As for the award of attorney fees, the Court finds that the agreed upon settlement award of $35,000.00 to Plaintiffs' counsel for attorneys' fees and costs is reasonable based on the representation that, at the time of settlement negotiations, Plaintiffs' counsel's time entries reflected a total of $25,558.00 in accrued attorneys' fees and out-of-pocket expenses in the amount of $10,575.35 between the filing of the Complaint, issuance of the notice, and preparation of a damages model. (R. 34, PageID# 181, ¶5).

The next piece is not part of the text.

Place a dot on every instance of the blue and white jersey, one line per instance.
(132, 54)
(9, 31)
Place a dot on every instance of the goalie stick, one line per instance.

In addition, the Joint Settlement provides for a service payment to Plaintiff representative Peck in the amount of $2,000. (R. 35, PageID# 181, ¶5). “Courts routinely approve incentive awards to compensate named plaintiffs for the services they provided and the risks they incurred during the course of the class action litigation.” Cullen v. Whitman Med. Corp., 197 F.R.D. 136, 145 (E.D. Pa. 2000) (citations omitted)). The Court approves the agreed upon service award to the representative Plaintiff in recognition of her service in this action.
Finally, the parties assert “ Plaintiff's probability of success on the merits was not a foregone conclusion. The case was actively litigated by both Parties. Defendant planned to see the case through a dispositive motion and/or decertification motion after the close of discovery had the matter not resolved.” (R. 34, PageID# 184, ¶13). Given the relatively early stages of litigation and the lack of briefing on the legal issues, the Court is not in a position to assess the likelihood of success on the merits. Nevertheless, success in these cases is rarely, if ever, a foregone conclusion. Further, this area of the law has recently changed given the Sixth Circuit Court of Appeals' recent decision in Clark v. A&L Homecare & Training Ctr., LLC, 68 F.4th 1003, 1007 (6th Cir. 2023) introducing some uncertainty into the course of litigation. Moreover, the other factors discussed above weigh in favor of approving the settlement.
IV. Conclusion
For the foregoing reasons, the Court grants the Joint Motion for Approval of Settlement and Dismissal. (R. 34). This action is dismissed with prejudice.
IT IS SO ORDERED.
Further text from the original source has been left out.